Zaoralek sharply criticised the article which claimed that the invasion by Warsaw Pact armies and subsequent occupation of the country by Soviet troops prevented a Western coup and that the Czechs should be grateful to Russia.

Zaoralek said his condemnation is the official stance of the Czech government and he told about it to the team that accompanies Zeman in Russia. “I told Zeman’s team to open the issue during the talks in the Russian Federation.

Zeman said previously the 1968 invasion was a crime and Zeman’s opinion has remained unchanged, his spokesman Jiri Ovcacek said in reaction.

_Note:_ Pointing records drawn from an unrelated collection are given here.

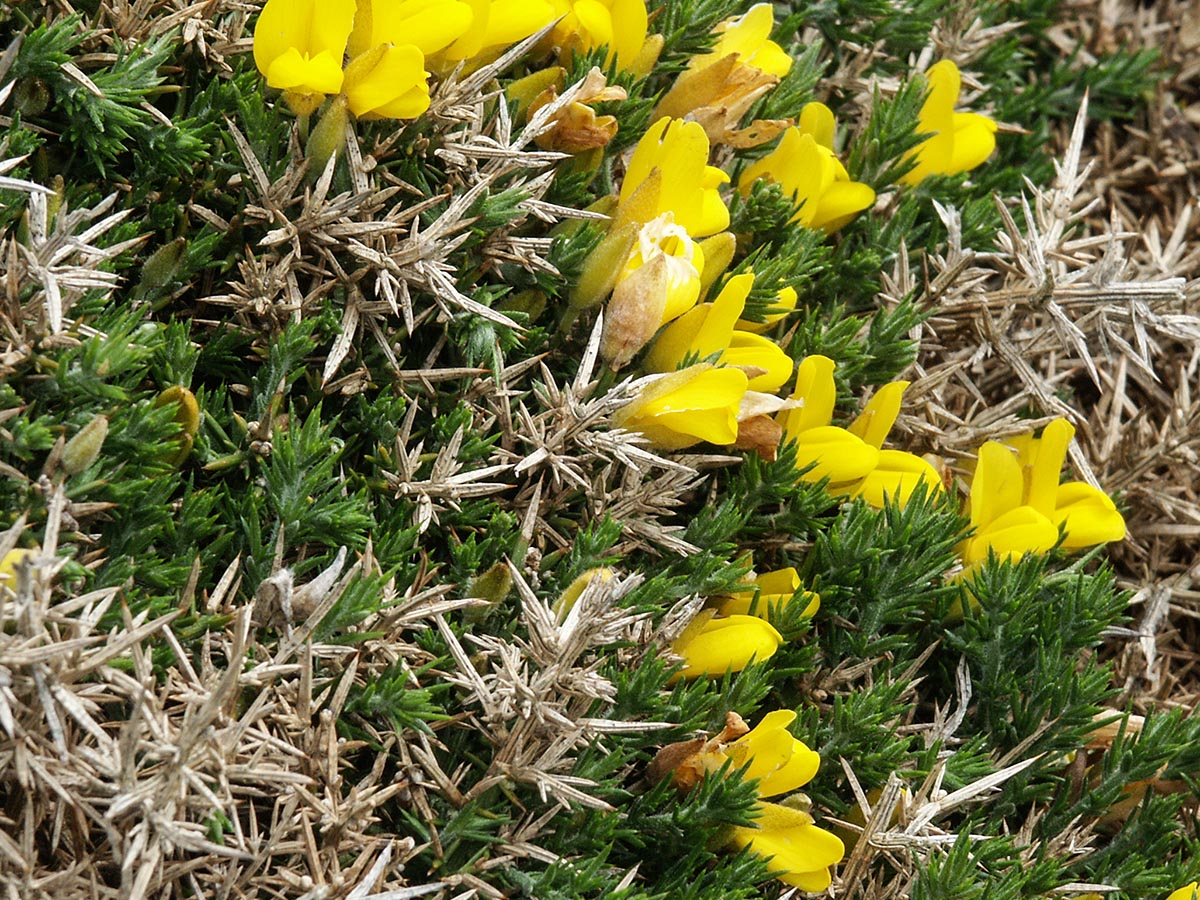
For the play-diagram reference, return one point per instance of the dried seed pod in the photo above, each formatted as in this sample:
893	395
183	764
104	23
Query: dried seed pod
83	449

A member of the Czech delegation told CTK that the article made Zeman angry. Zeman will use one of the opportunities during his visit to protest against the article, the source said.

On Wednesday, Zeman is to meet Russian Prime Minister Dmitry Medvedev in Gorki near Moscow.

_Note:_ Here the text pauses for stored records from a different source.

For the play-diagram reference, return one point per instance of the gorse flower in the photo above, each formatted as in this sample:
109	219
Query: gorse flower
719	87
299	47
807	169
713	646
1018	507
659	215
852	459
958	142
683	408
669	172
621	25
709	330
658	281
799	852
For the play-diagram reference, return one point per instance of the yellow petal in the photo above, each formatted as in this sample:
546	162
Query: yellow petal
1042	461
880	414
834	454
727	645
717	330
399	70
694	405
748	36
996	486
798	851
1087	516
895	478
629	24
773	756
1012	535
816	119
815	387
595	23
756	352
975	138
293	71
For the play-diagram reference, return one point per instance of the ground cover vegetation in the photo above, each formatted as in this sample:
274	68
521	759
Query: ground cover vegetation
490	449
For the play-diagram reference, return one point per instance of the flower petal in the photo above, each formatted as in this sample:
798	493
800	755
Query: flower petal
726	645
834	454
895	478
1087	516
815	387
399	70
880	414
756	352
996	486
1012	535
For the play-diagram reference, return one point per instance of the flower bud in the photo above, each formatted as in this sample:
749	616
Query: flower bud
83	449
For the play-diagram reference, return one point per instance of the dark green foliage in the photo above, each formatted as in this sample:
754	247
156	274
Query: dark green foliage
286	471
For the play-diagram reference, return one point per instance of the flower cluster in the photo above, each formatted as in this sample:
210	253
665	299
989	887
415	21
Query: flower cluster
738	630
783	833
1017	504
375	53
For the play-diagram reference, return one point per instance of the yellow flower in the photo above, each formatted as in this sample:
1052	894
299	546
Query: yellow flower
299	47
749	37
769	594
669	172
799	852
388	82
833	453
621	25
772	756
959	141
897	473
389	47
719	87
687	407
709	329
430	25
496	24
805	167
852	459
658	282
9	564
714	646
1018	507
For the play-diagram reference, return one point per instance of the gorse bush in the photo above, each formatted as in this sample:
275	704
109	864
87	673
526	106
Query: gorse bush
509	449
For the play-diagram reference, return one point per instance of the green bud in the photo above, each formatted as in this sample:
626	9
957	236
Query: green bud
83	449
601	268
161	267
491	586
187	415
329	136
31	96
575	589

After his meeting with President Vladimir Putin in Sochi on Tuesday, Zeman condemned those who tried to falsify history.

Czech Defence Minister Martin Stropnicky said the statements that appeared on the Russian website about the 1968 Soviet invasion were blatant lies. It is unfortunate that they were released during the visit of the Czech president to Russia, he said.

Other Czech politicians said the article humiliated the Czech Republic.

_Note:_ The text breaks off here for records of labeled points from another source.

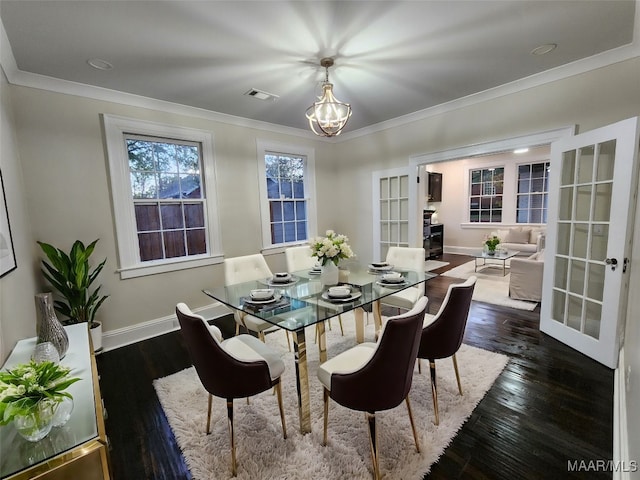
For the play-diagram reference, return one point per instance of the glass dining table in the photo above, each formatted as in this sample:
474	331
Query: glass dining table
302	301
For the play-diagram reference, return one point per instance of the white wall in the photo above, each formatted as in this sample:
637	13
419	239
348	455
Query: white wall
63	161
17	288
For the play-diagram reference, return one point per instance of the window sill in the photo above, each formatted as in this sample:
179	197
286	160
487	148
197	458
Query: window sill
276	249
165	267
484	226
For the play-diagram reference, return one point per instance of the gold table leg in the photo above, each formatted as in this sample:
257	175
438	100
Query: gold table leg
358	313
377	317
302	376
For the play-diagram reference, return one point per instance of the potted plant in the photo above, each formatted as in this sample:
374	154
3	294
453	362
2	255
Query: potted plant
71	275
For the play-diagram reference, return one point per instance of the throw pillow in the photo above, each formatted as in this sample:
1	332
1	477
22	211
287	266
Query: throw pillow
501	234
517	235
535	232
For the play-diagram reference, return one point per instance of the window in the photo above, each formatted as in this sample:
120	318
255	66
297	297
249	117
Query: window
168	199
162	181
533	193
485	198
287	194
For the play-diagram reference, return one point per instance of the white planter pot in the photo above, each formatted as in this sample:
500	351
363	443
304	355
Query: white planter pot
96	337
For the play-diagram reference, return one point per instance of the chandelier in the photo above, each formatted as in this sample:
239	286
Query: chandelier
328	116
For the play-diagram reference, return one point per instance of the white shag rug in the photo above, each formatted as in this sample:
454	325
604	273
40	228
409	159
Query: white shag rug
262	452
491	287
430	265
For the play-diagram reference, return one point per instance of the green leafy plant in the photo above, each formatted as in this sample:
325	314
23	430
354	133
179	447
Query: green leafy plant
25	386
71	275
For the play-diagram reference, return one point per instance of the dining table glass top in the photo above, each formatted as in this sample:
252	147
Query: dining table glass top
302	300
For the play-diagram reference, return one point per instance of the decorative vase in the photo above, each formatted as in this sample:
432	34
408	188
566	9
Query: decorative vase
36	424
329	275
96	336
48	326
343	275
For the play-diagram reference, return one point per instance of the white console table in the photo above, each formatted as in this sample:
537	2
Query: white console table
78	449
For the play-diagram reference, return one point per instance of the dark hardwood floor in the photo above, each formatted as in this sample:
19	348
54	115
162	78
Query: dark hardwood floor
550	408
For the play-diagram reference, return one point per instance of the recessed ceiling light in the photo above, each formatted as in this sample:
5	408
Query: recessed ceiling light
99	64
261	95
544	49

“Any decent person should leave (Russia) after this. This applies to the 120 entrepreneurs, too,” opposition TOP 09 deputy chairman Marek Zenisek said, referring to the large Czech business delegation accompanying Zeman in Russia.

Mayors and Independents (centrist opposition STAN) head Petr Gazdik said the article is full of propaganda and it shows the importance of being part of the European democratic states.

“By continuing his visit, Zeman turns the Czech Republic into vassals of Putin’s Russia,” STAN politician Jan Farsky said.

The Soviet-led troops of five Warsaw Pact countries invaded Czechoslovakia on August 21, 1968 to crush the Communist reform movement, known as Prague Spring. As from then Soviet troops permanently stayed at various bases in the country. The last Soviet soldiers were withdrawn from Czechoslovakia in 1991, following the 1989 collapse of the communist regime.

“The entry of the troops into Czechoslovakia (in 1968) prevented the West from accomplishing a coup d’état based on the technologies applied in the ‘velvet’ revolutions and preserved the life in peace for more than 20 years with the consent of all nations of the Warsaw Pact,” writes the author of the article, Leonid Maslovsky, who has a reputation of a reporter trying to rehabilitate the Soviet regime.